The metabolic syndrome’s association with the development of osteoarthritis appears to occur primarily through the influence of factors related to body weight or body mass index, according to an analysis of data from the longitudinal Framingham osteoarthritis study.

Jingbo Niu, DSc, of the Clinical Epidemiology Research and Training Unit at Boston University, and her colleagues found that while the presence of the metabolic syndrome (MetS) and its individual components – central obesity, dyslipidemia, impaired fasting glucose, and hypertension – were associated with a risk of both radiographic osteoarthritis (ROA) and symptomatic OA (SxOA), all associations besides high blood pressure (particularly diastolic blood pressure) disappeared after they adjusted for body mass index (BMI) or body weight ( Arthritis Rheumatol. 2017 Mar 3. doi: 10.1002/art.40087 ).

Previous studies have found a strong and consistent relationship between MetS and an increased risk of knee OA before adjustment for BMI, and even after adjustment for BMI some of the components of MetS, mostly central obesity and hypertension, have persisted. But very few of these studies have been longitudinal and most have not focused on incident SxOA, the investigators said.
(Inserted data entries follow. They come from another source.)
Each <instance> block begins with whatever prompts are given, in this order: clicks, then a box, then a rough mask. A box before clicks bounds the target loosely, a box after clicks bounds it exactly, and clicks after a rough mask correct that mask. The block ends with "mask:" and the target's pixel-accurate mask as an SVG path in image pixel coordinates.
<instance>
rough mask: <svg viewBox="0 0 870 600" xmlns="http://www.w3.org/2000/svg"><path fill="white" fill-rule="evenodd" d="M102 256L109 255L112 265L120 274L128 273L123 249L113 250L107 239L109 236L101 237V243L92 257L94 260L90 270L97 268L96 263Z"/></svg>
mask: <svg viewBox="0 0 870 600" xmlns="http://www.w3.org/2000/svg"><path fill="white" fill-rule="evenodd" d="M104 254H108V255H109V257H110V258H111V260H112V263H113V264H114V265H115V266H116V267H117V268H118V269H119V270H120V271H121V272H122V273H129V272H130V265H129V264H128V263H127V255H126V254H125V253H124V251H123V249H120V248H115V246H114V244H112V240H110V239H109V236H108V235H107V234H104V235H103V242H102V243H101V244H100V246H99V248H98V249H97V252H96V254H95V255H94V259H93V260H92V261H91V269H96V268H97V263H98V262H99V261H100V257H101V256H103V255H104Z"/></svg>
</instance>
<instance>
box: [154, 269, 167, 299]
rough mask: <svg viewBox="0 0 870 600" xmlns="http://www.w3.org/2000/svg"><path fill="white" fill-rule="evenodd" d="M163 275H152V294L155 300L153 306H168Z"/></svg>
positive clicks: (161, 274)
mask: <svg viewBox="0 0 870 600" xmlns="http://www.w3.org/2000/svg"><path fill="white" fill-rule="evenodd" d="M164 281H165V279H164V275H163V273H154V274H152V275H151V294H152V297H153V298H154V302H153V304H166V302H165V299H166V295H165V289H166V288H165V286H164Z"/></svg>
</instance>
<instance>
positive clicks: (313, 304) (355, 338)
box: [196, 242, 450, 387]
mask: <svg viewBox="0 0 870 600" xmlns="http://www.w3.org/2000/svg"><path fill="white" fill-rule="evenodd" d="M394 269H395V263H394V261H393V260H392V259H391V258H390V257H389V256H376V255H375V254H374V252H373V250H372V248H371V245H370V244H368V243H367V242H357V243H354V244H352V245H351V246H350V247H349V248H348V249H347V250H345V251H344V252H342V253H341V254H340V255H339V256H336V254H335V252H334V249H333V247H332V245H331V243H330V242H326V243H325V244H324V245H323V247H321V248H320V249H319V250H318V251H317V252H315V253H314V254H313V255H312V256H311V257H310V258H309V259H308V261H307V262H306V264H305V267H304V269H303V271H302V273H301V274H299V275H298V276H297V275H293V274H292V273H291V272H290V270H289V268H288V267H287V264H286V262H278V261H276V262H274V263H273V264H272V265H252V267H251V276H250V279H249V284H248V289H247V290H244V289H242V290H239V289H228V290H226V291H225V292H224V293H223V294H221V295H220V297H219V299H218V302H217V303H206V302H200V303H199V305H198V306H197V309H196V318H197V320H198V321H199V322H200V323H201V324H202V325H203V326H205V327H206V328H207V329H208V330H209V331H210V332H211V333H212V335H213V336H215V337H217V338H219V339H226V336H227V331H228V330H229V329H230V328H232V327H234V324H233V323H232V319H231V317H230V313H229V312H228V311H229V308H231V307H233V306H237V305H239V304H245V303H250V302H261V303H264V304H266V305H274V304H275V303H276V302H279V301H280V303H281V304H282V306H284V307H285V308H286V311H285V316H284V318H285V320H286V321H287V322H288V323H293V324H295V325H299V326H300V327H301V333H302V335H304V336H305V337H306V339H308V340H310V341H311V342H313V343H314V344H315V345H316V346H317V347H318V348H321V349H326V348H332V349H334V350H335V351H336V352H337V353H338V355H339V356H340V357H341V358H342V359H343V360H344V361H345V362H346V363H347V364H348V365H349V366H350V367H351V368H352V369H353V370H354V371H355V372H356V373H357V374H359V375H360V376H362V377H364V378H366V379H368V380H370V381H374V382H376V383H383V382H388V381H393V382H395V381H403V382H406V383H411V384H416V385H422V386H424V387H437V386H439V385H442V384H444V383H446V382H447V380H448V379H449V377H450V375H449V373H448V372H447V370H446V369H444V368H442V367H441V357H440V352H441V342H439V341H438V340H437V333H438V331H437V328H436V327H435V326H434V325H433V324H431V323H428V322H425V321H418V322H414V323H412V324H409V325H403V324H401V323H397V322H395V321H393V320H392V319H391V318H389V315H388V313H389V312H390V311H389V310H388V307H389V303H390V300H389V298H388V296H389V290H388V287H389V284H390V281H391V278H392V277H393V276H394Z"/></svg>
The research team analyzed 991 participants of the 1992-1995 Framingham Offspring Cohort who did not have existing OA at baseline. Average age was 54.2 years; 55.1% were women. According to Adult Treatment Panel III criteria, 27% of the men and 23% of the women had MetS. Those who had MetS were older, had a higher BMI, and were less likely to drink alcohol or have a college education.

In 2002-2005, the cohort underwent follow-up for the presence of OA. The incidence of ROA in the cohort was 9.8% (78 of 800 knees) in men and 10.5% (105 of 1,003 knees) in women. ROA occurred when a knee without previous radiographic evidence of OA developed a Kellgren and Lawrence score of 2 or higher, and SxOA occurred when a knee developed ROA together with knee pain.

After adjusting for age, education, smoking status, alcohol consumption, and physical activity, the researchers found that MetS, abdominal obesity, and low high-density lipoprotein cholesterol were significantly associated with incident ROA among men. Among women, abdominal obesity and high blood pressure were associated with incident ROA, while MetS was not. However, after adjustment for body weight or BMI, none of the associations remained significant.

The incidence of SxOA was 6.3% (53 of 837 knees) in men and 7.2% (75 of 1,037 knees) in women. Incident SxOA was significantly associated with MetS in women and with the MetS components of abdominal obesity and high blood pressure in both men and women before adjustment for BMI or body weight. However, only an association between diastolic blood pressure and incident SxOA persisted in both sexes after adjustment for body weight, the study authors noted.

“High blood pressure is another MetS component associated with OA in previous studies before adjusting for BMI … While we found [diastolic blood pressure] was related to incident SxOA even after adjustment for BMI, the relation of [systolic blood pressure] and incident SxOA was nearly significant also, suggesting that both might be related to SxOA,” the study authors wrote.

But a cross-sectional analysis of the relationship would be challenging to interpret, they said, since treatment for SxOA included NSAIDs, which are known to raise blood pressure.

The National Institutes of Health supported the study. The authors declared having no conflicts of interest.